F2: Each share of Class B Common Stock is convertible, at any time at the option of the holder, into one (1) share of Class A Common Stock. In addition, each share of Class B Common Stock will convert automatically into one (1) share of Class A Common Stock upon any transfer, whether or not for value, which occurs after the closing of the Issuer's initial public offering, except for certain permitted transfers described in, and transfers to any "permitted transferee" as defined in, the Issuer's restated certificate of incorporation in effect as of the date hereof. The shares of Class B Common Stock have no expiration date.

F3: All shares of Class A and Class B Common Stock will convert automatically into shares of a single class of Common Stock upon the earliest to occur of the following: (a) upon the election by the holders of a majority of the then outstanding shares of Class B Common Stock, (b) the date when the number of outstanding shares of Class B Common Stock represents less than 9% of all outstanding shares of Class A and Class B Common Stock, (c) October 11, 2032 or (d) nine months after the death of the later to die of David A. Duffield and Aneel Bhusri. The shares of Class A and Class B Common Stock have no expiration date.
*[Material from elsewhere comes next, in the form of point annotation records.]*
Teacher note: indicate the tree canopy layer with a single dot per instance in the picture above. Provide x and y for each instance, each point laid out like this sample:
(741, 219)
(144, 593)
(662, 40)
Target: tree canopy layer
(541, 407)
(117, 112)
F4: This is a stock option grant under the Issuer's 2005 Stock Option Plan and will be 100% vested on January 1, 2014, provided Ms. Davies continues to provide services to the Issuer. This option grant will be exercisable in full or in part at any time, but the unvested portion will be subject to the Issuer's right to repurchase the shares at the original exercise price in the event of termination of Ms. Davies' service for any reason. None of these shares has been exercised by Ms. Davies to date.